TheBloke/Manticore-13B-Chat-Pyg-Guanaco-SuperHOT-8K-fp16

TEXT GENERATIONConcurrency Cost:1Model Size:13BQuant:FP8Ctx Length:4kLicense:otherArchitecture:Transformer0.0K Cold

TheBloke/Manticore-13B-Chat-Pyg-Guanaco-SuperHOT-8K-fp16 is a 13 billion parameter language model, a merged variant of Monero/Manticore-13b-Chat-Pyg-Guanaco with Kaio Ken's SuperHOT 8K. This fp16 PyTorch model is specifically engineered to support an extended context length of 8192 tokens, leveraging a custom RoPE scaling technique. It is primarily designed for GPU inference in scenarios requiring longer conversational memory or processing extensive documents.

Loading preview...

Overview

This model, Manticore-13B-Chat-Pyg-Guanaco-SuperHOT-8K-fp16, is a 13 billion parameter language model created by TheBloke.
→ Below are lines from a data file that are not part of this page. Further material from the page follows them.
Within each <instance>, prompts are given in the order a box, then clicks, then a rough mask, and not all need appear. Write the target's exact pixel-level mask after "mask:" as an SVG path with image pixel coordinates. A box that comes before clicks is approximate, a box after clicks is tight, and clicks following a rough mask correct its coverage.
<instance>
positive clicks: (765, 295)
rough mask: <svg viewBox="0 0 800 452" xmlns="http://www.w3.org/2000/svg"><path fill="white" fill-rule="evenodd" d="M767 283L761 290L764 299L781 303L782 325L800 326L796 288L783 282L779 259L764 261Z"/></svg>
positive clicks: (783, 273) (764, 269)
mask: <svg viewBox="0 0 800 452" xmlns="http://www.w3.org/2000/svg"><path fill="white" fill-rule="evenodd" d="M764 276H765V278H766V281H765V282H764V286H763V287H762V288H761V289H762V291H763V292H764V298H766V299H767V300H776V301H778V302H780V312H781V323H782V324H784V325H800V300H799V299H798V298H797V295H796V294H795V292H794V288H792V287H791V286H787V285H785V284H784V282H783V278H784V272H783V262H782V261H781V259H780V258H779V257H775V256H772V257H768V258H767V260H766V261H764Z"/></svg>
It is a merge of the Monero/Manticore-13b-Chat-Pyg-Guanaco base model with Kaio Ken's SuperHOT 8K LoRA. The primary distinguishing feature of this model is its extended context window of 8192 tokens, achieved through a specific RoPE scaling technique.

Key Capabilities

  • Extended Context: Supports an 8K (8192 token) context length, enabling the model to process and generate longer sequences of text while maintaining coherence.
  • FP16 Precision: Provided in fp16 PyTorch format, suitable for GPU inference and further conversions.
  • Merged Architecture: Combines the Manticore-13B-Chat-Pyg-Guanaco base with the SuperHOT 8K LoRA, integrating their respective strengths.

Good For

  • Long-form Content Generation: Ideal for applications requiring the model to maintain context over extensive dialogues or documents.
  • GPU Inference: Optimized for deployment on GPUs due to its fp16 PyTorch format.
  • Further Conversions: Serves as an unquantized base for users who wish to perform their own quantizations or modifications.